Terremoti, l’OGS di Trieste studia il “linguaggio nascosto” delle faglie con l’intelligenza artificiale
Capire meglio come evolve la sismicità nel tempo e analizzare il comportamento delle faglie attraverso l’intelligenza artificiale. È questo l’obiettivo di una nuova ricerca internazionale pubblicata sulla prestigiosa rivista scientifica Nature Communications e realizzata anche con il contributo dell’OGS di Trieste.
Lo studio ha coinvolto l’Istituto Nazionale di Oceanografia e di Geofisica Sperimentale insieme all’Università di Genova e a importanti realtà scientifiche internazionali tra Germania e Stati Uniti, tra cui Stanford University, Helmholtz Centre for Geosciences e Freie Universität Berlin.

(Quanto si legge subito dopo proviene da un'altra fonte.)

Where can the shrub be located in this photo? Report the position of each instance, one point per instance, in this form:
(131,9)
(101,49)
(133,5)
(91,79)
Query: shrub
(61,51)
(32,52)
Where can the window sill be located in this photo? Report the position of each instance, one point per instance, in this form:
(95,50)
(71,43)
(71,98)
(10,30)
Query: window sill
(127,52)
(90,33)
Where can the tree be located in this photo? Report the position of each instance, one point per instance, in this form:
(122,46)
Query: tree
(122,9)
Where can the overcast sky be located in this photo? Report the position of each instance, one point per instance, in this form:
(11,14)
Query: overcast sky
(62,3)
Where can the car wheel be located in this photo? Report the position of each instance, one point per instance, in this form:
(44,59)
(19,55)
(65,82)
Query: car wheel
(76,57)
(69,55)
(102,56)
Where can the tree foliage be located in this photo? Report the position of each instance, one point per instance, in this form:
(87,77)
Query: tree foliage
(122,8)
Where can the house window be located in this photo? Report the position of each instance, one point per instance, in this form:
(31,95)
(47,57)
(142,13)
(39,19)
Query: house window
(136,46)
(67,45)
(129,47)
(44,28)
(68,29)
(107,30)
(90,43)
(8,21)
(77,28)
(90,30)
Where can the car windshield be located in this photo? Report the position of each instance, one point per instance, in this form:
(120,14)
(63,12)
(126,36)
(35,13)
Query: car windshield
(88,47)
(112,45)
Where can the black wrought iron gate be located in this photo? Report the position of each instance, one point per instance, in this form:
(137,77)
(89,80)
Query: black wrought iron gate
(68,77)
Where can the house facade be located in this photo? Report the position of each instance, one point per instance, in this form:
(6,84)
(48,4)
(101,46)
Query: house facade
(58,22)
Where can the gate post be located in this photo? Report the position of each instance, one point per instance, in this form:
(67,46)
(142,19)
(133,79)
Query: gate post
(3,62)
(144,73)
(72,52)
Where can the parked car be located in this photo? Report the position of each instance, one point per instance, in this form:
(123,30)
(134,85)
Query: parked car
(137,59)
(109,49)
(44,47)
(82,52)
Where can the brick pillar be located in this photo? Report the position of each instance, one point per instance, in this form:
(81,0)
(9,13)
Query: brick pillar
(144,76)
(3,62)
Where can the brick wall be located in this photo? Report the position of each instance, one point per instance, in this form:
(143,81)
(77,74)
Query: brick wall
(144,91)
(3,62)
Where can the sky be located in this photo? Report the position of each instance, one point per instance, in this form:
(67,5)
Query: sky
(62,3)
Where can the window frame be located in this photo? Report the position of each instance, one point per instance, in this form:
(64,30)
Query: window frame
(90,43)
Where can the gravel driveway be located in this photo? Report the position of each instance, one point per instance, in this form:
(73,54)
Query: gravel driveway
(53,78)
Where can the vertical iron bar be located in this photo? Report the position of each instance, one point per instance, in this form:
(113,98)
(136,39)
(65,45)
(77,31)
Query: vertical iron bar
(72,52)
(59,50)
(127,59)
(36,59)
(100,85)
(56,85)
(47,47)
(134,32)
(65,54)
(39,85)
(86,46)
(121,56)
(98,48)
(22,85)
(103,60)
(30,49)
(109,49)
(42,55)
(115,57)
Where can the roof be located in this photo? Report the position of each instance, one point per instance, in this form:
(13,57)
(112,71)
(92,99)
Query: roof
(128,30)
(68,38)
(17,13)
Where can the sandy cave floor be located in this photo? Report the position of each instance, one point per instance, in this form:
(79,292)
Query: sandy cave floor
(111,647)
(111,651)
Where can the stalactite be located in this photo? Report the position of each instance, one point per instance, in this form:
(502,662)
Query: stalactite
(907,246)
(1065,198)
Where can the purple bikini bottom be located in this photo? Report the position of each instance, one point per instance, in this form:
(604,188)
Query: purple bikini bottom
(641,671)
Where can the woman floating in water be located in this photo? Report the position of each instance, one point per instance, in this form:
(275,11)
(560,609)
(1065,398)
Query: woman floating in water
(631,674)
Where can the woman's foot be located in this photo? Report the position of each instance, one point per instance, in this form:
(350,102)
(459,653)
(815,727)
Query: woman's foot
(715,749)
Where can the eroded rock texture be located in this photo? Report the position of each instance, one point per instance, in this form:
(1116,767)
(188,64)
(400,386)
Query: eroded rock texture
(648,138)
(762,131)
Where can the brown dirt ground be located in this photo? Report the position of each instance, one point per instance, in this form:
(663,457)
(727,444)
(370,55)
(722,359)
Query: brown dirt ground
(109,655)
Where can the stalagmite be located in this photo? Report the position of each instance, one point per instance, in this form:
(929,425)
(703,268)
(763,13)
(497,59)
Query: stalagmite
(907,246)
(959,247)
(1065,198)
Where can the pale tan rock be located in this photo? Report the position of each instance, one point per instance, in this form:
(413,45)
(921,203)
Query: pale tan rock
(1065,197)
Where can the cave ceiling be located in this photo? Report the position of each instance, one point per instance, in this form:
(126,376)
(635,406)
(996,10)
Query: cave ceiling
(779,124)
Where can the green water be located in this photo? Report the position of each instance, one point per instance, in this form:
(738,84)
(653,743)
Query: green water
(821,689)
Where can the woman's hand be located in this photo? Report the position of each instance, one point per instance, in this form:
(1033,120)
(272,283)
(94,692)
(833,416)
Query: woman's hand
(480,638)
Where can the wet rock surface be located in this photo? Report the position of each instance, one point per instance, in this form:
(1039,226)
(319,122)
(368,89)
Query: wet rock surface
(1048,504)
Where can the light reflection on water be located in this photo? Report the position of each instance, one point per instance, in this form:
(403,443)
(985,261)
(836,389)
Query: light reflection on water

Il machine learning applicato ai grandi terremoti
La ricerca si concentra sull’utilizzo di algoritmi di machine learning per riconoscere configurazioni specifiche dell’attività sismica osservate prima di alcuni grandi terremoti.
Tra gli eventi analizzati figurano il terremoto dell’Aquila del 2009, quello di Amatrice del 2016, il sisma di Kahramanmaraş in Turchia del 2023, il terremoto di Iquique in Cile del 2014 e quello di Noto in Giappone del 2024.
Gli studiosi hanno esaminato dati sismologici e cataloghi storici cercando di individuare eventuali variazioni transitorie della sismicità, come sciami sismici o aumenti anomali dell’attività registrati nei mesi o nelle settimane precedenti ai terremoti principali.
“Non è una previsione dei terremoti”
A spiegare il significato della ricerca è Matteo Picozzi, direttore del Centro di Ricerche Sismologiche dell’OGS e co-autore dello studio.
“Prevedere i terremoti non è attualmente possibile e resta una delle principali sfide della ricerca sismologica”, sottolinea Picozzi.
Secondo il ricercatore, però, il machine learning sta aprendo nuove possibilità nell’analisi di enormi quantità di dati sismologici, permettendo di studiare con maggiore precisione l’evoluzione dei sistemi di faglia.
Il metodo utilizzato nello studio è definito “non supervisionato”: l’algoritmo riesce cioè a individuare autonomamente somiglianze e strutture nei dati senza ricevere istruzioni predefinite.
I risultati dello studio
I risultati ottenuti mostrano che il sistema è riuscito a riconoscere pattern compatibili con fasi di sismicità transiente nei casi in cui tali fenomeni erano già stati documentati in letteratura scientifica.
Al contrario, nei terremoti dove questi segnali preliminari non erano mai stati osservati chiaramente, l’algoritmo non ha rilevato configurazioni analoghe.
Gli studiosi precisano comunque che la ricerca non rappresenta un metodo per prevedere i terremoti, ma uno strumento avanzato per comprendere meglio i processi fisici che regolano il comportamento delle faglie e l’evoluzione della sismicità.
Trieste protagonista nella ricerca internazionale
Lo studio conferma ancora una volta il ruolo centrale dell’OGS di Trieste nel panorama internazionale della ricerca geofisica e sismologica.
Attraverso tecnologie avanzate e collaborazioni scientifiche globali, il centro triestino continua infatti a lavorare su uno dei temi più complessi e delicati della ricerca contemporanea: comprendere come si muove la Terra prima dei grandi terremoti.